How to help your infant’s cheek rubbing and ear pulling: Try rubbing and massaging the gums with a clean finger for one to two minutes to help with the discomfort. Usually teething doesn’t cause children too much discomfort, however, many parents can tell when their baby is teething. Babies may show signs of discomfort in the area where the tooth is coming in, the gums around the tooth may be swollen and tender, and the baby may drool a lot more than usual.
Do not use teething tablets, gels with benzocaine, homeopathic teething gels or tablets, or amber teething necklaces.
Stay away from teething tablets that contain the plant poison belladonna and gels with benzocaine. Belladonna and benzocaine are marketed to numb your child’s pain, but The Food and Drug Administration (FDA) has issued warnings against both due to potential side effects.
In addition, amber teething necklaces are also not recommended by the FDA. Necklaces placed around an infant’s neck can pose a strangulation risk or be a potential choking hazard. There is also no research to support the necklace’s effectiveness. See Teething Necklaces and Beads: A Caution for Parents for more information.
If your little one is really suffering, sugar-free paracetamol or ibuprofen can be given to relieve teething symptoms in babies and young children aged 3 months or older, but always follow the instructions that come with the medicine or check with your GP if you’re unsure.
Reduce rashes and teething-induced diarrhea.
Babies produce more saliva when teething, so have extra muslin clothes and your Pura wipes to hand to clear up the dribbles. Wiping your baby’s face right away may help to prevent teething rashes. You may also want to keep a comfy bib on your little one to protect their clothes.
Some parents believe that their babies suffer from teething-induced diarrhea (check with your doctor if you’re concerned or unsure), which can lead to nappy rash. Both Pura wipes and nappies are designed to protect sensitive skins and prevent irritation. If you find your baby’s stool is loose or watery more regularly, you might need to stock up on extra supplies.
Make your first dental appointment when the first tooth appears.

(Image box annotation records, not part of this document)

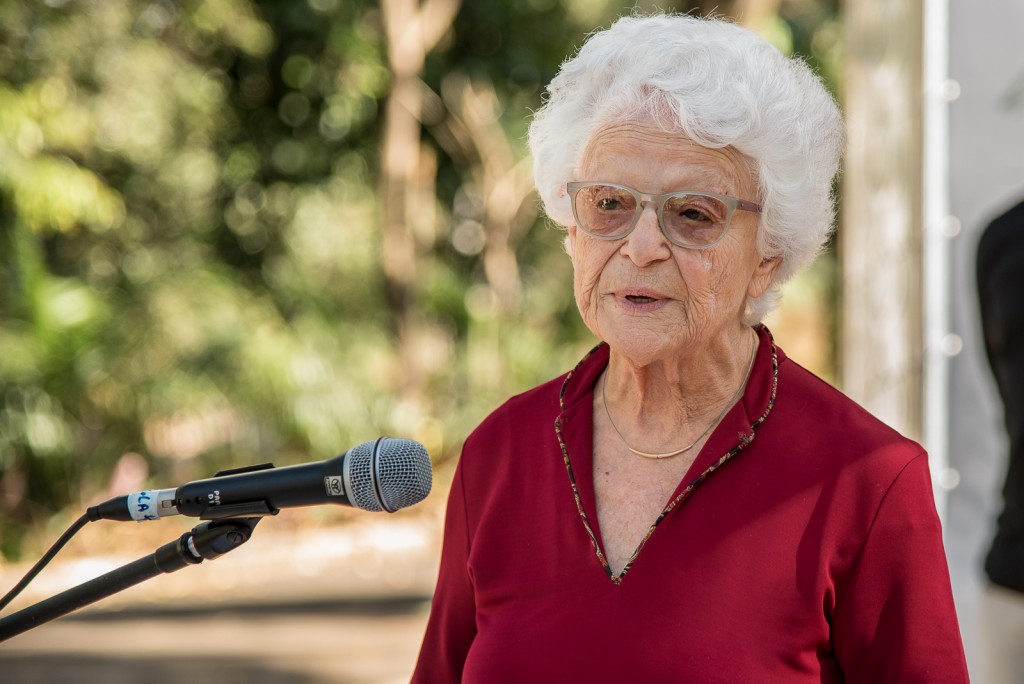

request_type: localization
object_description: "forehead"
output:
[578,121,757,194]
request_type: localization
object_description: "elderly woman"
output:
[414,16,967,684]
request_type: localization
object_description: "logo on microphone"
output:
[324,475,345,497]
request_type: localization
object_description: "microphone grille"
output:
[345,437,433,513]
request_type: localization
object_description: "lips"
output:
[616,288,665,304]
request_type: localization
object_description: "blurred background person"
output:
[977,193,1024,684]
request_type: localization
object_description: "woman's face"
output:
[566,122,778,365]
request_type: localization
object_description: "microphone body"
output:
[88,437,432,521]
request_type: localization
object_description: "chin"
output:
[605,329,679,366]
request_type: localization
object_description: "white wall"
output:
[945,0,1024,681]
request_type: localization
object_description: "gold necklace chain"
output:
[601,334,758,460]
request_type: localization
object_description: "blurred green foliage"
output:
[0,0,838,558]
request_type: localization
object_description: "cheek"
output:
[568,235,614,309]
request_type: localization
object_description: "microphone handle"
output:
[174,455,351,520]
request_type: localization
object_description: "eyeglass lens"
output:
[574,184,729,246]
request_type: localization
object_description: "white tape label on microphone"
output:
[128,490,160,522]
[324,475,345,497]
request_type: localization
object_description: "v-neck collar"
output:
[554,325,784,585]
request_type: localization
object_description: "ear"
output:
[746,257,782,299]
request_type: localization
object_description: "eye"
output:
[679,207,714,222]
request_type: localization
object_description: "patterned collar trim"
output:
[554,325,778,586]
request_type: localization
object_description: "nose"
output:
[621,202,672,266]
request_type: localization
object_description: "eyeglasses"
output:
[566,181,761,249]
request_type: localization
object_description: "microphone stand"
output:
[0,518,260,641]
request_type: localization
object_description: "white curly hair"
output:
[528,14,845,325]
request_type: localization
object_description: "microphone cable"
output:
[0,513,92,610]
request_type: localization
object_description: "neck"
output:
[600,326,758,454]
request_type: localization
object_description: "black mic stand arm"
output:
[0,517,260,641]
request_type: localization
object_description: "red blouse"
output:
[413,328,968,684]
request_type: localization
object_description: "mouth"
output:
[626,295,657,304]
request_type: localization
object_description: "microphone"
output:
[87,437,433,522]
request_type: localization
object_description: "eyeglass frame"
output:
[565,180,763,250]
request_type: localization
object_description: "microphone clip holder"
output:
[0,517,260,642]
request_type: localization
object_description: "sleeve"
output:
[831,453,968,684]
[412,450,476,684]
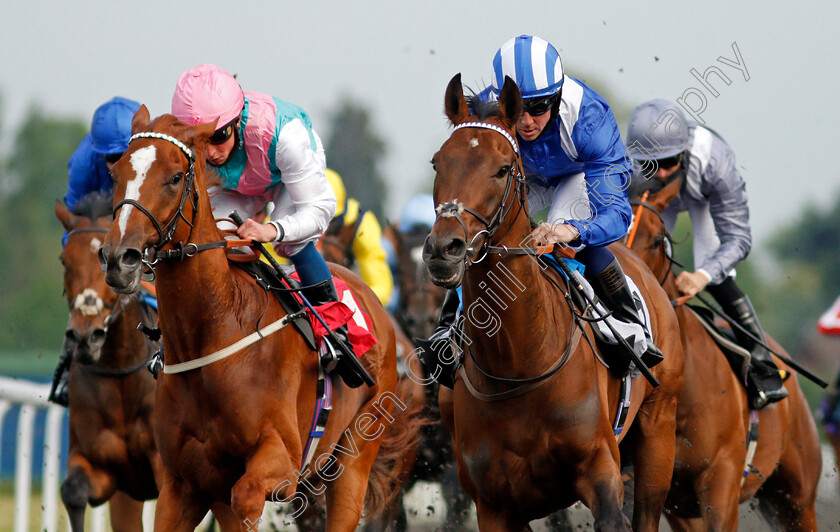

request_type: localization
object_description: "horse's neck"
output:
[155,202,243,356]
[463,250,569,377]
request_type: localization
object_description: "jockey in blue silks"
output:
[424,35,661,386]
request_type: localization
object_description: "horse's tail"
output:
[364,377,431,519]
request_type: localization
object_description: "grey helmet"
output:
[627,99,689,161]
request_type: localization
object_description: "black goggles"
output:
[636,153,682,177]
[522,94,557,116]
[207,120,236,145]
[103,152,123,164]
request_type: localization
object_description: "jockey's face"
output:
[516,107,551,142]
[207,130,236,166]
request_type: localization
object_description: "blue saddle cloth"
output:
[455,254,586,313]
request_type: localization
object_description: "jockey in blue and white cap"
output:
[482,35,661,363]
[423,35,662,383]
[627,99,788,409]
[64,96,140,216]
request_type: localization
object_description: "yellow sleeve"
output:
[353,212,394,305]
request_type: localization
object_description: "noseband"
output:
[436,122,533,266]
[114,132,198,268]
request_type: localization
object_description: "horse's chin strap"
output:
[114,132,198,269]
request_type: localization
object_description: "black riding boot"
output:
[589,259,662,368]
[414,290,461,389]
[302,279,365,388]
[49,348,73,406]
[707,277,789,410]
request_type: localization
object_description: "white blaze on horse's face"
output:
[120,146,157,238]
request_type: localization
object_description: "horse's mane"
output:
[70,190,114,220]
[148,114,220,188]
[465,87,501,120]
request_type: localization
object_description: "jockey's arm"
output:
[569,98,633,246]
[271,120,336,242]
[353,211,394,305]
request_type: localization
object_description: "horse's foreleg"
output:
[475,499,531,532]
[155,473,213,532]
[61,453,117,532]
[625,394,677,532]
[694,460,743,531]
[108,490,143,532]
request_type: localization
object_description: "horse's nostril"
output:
[120,248,143,268]
[444,238,467,258]
[64,329,81,346]
[97,246,108,272]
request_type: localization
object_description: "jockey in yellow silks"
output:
[326,168,394,305]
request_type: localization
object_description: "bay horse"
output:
[319,217,470,531]
[630,178,822,531]
[55,192,163,532]
[100,106,417,532]
[424,74,683,531]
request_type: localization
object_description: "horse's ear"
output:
[131,105,152,135]
[191,118,219,143]
[382,222,402,253]
[499,76,522,128]
[443,72,470,126]
[648,175,685,212]
[55,200,77,231]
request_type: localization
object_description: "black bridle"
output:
[114,132,200,269]
[436,122,534,267]
[630,201,685,285]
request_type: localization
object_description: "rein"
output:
[435,122,528,267]
[627,200,685,286]
[437,122,591,402]
[114,132,199,270]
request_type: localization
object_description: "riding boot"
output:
[713,290,790,410]
[589,259,662,368]
[414,290,461,389]
[49,349,73,406]
[302,279,365,388]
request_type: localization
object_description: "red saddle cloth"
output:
[292,272,376,357]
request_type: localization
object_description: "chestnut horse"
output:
[55,192,163,532]
[424,74,683,531]
[319,220,470,531]
[631,178,822,531]
[100,106,417,532]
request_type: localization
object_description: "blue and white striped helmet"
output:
[492,35,563,98]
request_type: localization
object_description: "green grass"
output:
[0,349,59,378]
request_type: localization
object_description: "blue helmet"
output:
[90,96,140,155]
[491,35,563,98]
[397,194,436,233]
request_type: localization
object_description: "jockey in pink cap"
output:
[172,64,363,387]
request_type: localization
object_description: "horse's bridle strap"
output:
[453,122,519,155]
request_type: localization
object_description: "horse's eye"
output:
[494,164,510,177]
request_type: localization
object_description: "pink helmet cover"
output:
[172,64,245,127]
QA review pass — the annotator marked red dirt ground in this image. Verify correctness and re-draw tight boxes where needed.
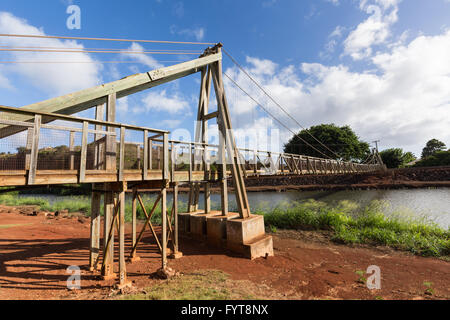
[0,206,450,300]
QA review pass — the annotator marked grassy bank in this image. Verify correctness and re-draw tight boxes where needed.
[259,200,450,257]
[0,195,450,257]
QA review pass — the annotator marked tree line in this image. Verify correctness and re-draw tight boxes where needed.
[284,124,450,168]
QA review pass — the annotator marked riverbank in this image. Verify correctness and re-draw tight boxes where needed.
[0,211,450,300]
[0,195,450,260]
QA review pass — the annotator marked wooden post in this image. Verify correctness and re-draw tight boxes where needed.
[25,128,34,170]
[119,183,127,287]
[170,142,177,182]
[173,183,180,254]
[69,131,75,170]
[217,127,228,216]
[131,189,137,259]
[212,57,250,219]
[148,139,153,170]
[142,130,149,180]
[28,114,42,185]
[102,190,114,279]
[253,149,258,175]
[105,93,117,171]
[161,186,167,270]
[80,121,89,183]
[89,192,101,271]
[94,104,105,170]
[119,127,125,181]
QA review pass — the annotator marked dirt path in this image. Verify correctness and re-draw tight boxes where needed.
[0,207,450,300]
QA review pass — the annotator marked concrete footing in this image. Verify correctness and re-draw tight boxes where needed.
[227,215,273,259]
[206,213,239,247]
[178,211,273,259]
[190,211,222,240]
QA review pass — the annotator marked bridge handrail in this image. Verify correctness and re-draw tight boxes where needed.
[0,106,170,134]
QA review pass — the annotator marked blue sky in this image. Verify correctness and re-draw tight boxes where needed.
[0,0,450,155]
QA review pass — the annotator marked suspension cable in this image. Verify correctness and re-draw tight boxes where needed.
[223,72,332,159]
[222,49,340,158]
[0,34,215,45]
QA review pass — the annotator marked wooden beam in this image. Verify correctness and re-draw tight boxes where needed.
[0,52,222,138]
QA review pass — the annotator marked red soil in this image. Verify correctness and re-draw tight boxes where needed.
[0,207,450,300]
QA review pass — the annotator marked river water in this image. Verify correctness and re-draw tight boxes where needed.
[20,188,450,229]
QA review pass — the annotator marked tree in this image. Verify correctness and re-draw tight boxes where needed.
[380,148,416,168]
[284,124,370,161]
[422,139,445,159]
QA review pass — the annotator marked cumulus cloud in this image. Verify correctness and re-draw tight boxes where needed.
[344,0,400,60]
[142,89,189,114]
[226,31,450,154]
[170,25,206,41]
[0,12,102,95]
[121,42,163,69]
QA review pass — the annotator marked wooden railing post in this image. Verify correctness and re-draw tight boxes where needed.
[119,127,125,181]
[28,115,42,185]
[80,121,89,183]
[142,130,149,180]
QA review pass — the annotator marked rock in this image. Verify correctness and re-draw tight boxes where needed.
[156,267,178,280]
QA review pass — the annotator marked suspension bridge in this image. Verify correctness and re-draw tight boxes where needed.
[0,35,384,287]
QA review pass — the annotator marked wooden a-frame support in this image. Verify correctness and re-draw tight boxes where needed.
[188,45,250,219]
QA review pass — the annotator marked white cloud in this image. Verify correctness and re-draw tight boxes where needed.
[325,0,339,6]
[0,12,102,95]
[0,67,13,89]
[170,25,206,41]
[226,31,450,155]
[344,0,400,60]
[120,42,163,69]
[262,0,277,8]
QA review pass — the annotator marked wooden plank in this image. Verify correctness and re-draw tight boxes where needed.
[28,115,42,185]
[173,183,179,253]
[105,93,117,170]
[161,186,167,270]
[119,127,125,181]
[80,121,89,183]
[131,189,137,258]
[212,63,250,219]
[162,133,170,180]
[25,128,34,170]
[102,190,114,277]
[0,53,222,137]
[142,130,149,180]
[69,131,75,170]
[119,186,127,286]
[202,111,219,121]
[89,192,101,271]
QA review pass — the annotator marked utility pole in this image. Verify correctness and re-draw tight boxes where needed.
[372,140,381,152]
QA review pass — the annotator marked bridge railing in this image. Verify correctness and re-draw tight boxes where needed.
[151,139,382,181]
[0,106,169,185]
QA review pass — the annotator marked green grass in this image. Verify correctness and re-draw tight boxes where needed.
[0,223,32,229]
[0,194,91,215]
[120,270,255,300]
[0,194,450,259]
[264,200,450,257]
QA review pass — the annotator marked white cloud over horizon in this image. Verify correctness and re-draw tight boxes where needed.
[344,0,401,60]
[226,30,450,156]
[120,42,163,69]
[0,11,103,95]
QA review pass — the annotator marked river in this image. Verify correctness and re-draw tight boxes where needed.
[15,188,450,229]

Try to make your baby’s first dental appointment after the eruption of the first tooth and by his or her first birthday. Both the AAP and the AAPD recommend that all children see a pediatric dentist and establish a “dental home” by age one.
A pediatric dentist will make sure all teeth are developing normally and that there are no dental problems. They will also give you further advice on proper hygiene. If you don’t have a pediatric dentist in your community, find a general dentist who is comfortable seeing young children. And remember to stay away from sugar if you want to keep their brand new gnashers in tip top condition!
Brush up with fluoride toothpaste.
From the moment the first pearly-white milk tooth appears, you can get your baby their own toothbrush and toothpaste! The new teeth should be brushed with a tiny smear of fluoride toothpaste, specially designed for babies, twice a day.
Once your child has a tooth, you should be brushing them twice a day with a smear of fluoride toothpaste the size of a grain of rice, especially after the last drink or food of the day. Remember not to put your baby to bed with a bottle—it can lead to tooth decay.
Once your child turns 3, the American Academy of Pediatrics (AAP), the American Dental Association (ADA), and the American Academy of Pediatric Dentistry (AAPD)recommend that a pea-sized amount of fluoride toothpaste be used when brushing.